No dia 2 de maio, o Grupamento de Navios Hidroceanográficos (GNHo) acionou o Navio Polar (NPo) “Almirante Maximiano” - que regressava de Itajaí - SC, realizando a Comissão ADESTRIP – para efetuar a busca e o recolhimento de uma boia meteoceanográfica nacional “BMOBR” do Laboratório de Instrumentação Oceanográfica (LIOc) da COPPE/UFRJ. A referida boia havia garrado no dia 29 de abril e estava à deriva no rumo sul.

Após obter as últimas posições da boia, registradas pelo seu sistema de rastreio, o NPo “Almirante Maximiano” traçou o rumo de interceptação, tendo localizado a mesma às 05h00 do dia 3 de maio, cerca de 120 milhas náuticas ao sul de São Sebastião - SP.
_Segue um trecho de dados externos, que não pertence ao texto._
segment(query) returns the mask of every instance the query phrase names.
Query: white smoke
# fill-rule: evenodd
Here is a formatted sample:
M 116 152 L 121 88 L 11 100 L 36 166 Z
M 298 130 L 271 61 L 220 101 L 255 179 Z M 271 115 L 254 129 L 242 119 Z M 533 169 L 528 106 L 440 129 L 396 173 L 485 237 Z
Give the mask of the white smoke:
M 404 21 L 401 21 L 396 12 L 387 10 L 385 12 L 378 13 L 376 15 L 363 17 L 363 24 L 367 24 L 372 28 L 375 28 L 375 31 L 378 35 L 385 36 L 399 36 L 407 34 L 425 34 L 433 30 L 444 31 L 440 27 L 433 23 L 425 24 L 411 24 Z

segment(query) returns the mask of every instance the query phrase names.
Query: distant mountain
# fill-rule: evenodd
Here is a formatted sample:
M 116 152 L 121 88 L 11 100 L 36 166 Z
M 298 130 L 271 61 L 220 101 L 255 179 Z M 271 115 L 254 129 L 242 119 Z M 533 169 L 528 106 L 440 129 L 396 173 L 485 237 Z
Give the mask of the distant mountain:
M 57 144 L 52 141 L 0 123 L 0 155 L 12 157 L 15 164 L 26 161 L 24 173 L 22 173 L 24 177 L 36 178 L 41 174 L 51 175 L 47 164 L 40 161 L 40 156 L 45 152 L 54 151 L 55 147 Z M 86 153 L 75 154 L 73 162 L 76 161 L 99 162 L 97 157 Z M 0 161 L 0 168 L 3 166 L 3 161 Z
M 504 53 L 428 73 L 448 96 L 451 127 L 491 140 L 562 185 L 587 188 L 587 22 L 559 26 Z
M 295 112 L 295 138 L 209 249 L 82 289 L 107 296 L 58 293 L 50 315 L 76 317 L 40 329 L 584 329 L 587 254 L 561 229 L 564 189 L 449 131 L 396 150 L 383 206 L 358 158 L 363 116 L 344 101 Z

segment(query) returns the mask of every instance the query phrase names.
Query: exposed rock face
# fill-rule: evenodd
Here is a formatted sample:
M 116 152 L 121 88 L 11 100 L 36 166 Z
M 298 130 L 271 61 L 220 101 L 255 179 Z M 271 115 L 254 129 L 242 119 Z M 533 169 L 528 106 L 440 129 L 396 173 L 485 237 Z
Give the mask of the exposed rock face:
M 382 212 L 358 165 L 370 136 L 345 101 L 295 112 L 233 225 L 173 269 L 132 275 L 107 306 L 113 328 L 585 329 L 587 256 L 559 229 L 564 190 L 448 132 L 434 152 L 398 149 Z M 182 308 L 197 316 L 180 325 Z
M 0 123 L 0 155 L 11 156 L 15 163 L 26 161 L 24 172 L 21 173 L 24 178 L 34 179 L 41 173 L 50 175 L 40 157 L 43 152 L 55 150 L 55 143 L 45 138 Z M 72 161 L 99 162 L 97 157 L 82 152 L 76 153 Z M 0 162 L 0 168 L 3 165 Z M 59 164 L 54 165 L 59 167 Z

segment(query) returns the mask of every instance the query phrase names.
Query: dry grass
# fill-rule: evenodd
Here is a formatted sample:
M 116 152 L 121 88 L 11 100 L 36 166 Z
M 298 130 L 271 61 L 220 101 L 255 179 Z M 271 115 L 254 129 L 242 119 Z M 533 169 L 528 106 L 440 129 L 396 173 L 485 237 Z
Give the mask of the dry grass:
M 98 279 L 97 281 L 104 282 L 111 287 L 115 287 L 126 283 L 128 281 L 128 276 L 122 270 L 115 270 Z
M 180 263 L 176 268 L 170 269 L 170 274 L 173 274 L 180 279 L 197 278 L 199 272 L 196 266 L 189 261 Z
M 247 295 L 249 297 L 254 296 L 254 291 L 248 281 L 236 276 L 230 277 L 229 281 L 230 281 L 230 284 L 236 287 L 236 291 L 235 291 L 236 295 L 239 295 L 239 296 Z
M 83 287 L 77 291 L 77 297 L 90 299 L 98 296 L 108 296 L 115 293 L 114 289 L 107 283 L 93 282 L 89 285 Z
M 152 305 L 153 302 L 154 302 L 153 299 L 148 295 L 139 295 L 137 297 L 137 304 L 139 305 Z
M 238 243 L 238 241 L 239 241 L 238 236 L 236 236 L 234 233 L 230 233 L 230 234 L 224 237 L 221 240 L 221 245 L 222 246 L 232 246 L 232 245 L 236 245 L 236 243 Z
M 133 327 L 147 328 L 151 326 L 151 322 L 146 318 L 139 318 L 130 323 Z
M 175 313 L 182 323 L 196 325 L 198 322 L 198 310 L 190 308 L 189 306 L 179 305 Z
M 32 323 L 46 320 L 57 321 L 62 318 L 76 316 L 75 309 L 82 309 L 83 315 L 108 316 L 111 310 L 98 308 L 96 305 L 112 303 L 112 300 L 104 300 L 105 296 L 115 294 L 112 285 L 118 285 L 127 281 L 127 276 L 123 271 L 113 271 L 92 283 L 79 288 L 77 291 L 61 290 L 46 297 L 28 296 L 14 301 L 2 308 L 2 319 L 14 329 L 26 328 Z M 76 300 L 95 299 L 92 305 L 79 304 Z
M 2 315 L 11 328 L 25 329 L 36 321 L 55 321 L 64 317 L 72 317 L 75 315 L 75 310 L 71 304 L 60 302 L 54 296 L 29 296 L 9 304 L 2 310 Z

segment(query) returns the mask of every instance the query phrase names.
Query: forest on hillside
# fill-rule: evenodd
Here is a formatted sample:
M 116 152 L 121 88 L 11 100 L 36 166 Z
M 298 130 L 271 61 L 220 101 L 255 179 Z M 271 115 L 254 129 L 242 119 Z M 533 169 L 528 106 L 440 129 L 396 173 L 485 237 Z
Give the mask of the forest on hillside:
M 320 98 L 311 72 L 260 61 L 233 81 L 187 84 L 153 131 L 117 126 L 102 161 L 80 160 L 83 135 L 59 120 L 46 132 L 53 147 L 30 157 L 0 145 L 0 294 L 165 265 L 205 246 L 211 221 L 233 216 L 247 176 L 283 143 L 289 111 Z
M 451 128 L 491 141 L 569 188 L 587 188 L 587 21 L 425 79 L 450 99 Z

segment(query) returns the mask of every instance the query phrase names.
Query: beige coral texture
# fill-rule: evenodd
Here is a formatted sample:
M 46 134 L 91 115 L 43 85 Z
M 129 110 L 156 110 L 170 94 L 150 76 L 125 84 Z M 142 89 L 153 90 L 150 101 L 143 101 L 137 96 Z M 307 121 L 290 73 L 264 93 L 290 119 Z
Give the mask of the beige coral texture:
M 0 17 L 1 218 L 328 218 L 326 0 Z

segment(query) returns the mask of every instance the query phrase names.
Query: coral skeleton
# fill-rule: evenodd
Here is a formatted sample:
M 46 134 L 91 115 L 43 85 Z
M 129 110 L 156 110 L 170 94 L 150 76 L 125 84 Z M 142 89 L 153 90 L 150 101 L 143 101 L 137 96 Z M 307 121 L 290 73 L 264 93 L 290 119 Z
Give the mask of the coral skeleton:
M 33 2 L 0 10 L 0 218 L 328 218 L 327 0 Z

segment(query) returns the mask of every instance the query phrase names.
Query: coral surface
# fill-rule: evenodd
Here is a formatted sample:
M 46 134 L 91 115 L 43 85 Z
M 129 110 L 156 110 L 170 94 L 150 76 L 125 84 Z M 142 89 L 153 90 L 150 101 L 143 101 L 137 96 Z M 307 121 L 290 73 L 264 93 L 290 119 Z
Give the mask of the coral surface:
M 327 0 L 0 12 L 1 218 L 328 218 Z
Ao nascer do sol, às 06h30, o bote foi arriado, transportando mergulhadores e um Suboficial Meteorologista que possui experiência com boias do Programa Nacional de Boias (PNBOIA), de modo a inspecionar a boia, não tendo sido verificadas avarias que comprometessem a sua flutuabilidade. Foi verificado, ainda, que existia uma rede de pesca enroscada no dispositivo de fundeio da boia.

O Navio, então, efetuou a aproximação por barlavento da boia e iniciou a amarração de cintas que permitissem o seu recolhimento. Foi necessário desmontar alguns sensores localizados no topo da boia, a fim de evitar avarias durante a manobra com o guindaste de meio-navio.

 

Foto 03 - Recolhimento boia BMOBR da COPPE - 03MAI2018.jpg   Foto 04 - Recolhimento boia BMOBR da COPPE - 03MAI2018.jpg

Faina marinheira de recolhimento da boia

 

Em cerca de duas horas de faina marinheira, a boia foi içada, juntamente com a amarra a ela conectada, colocada e peiada no convés 02, para transporte ao Rio de Janeiro.

O GNHo informou o recolhimento da boia ao LIOc, o qual agradeceu o apoio e parabenizou a Tripulação do “TIO MAX” pela rapidez no atendimento da demanda.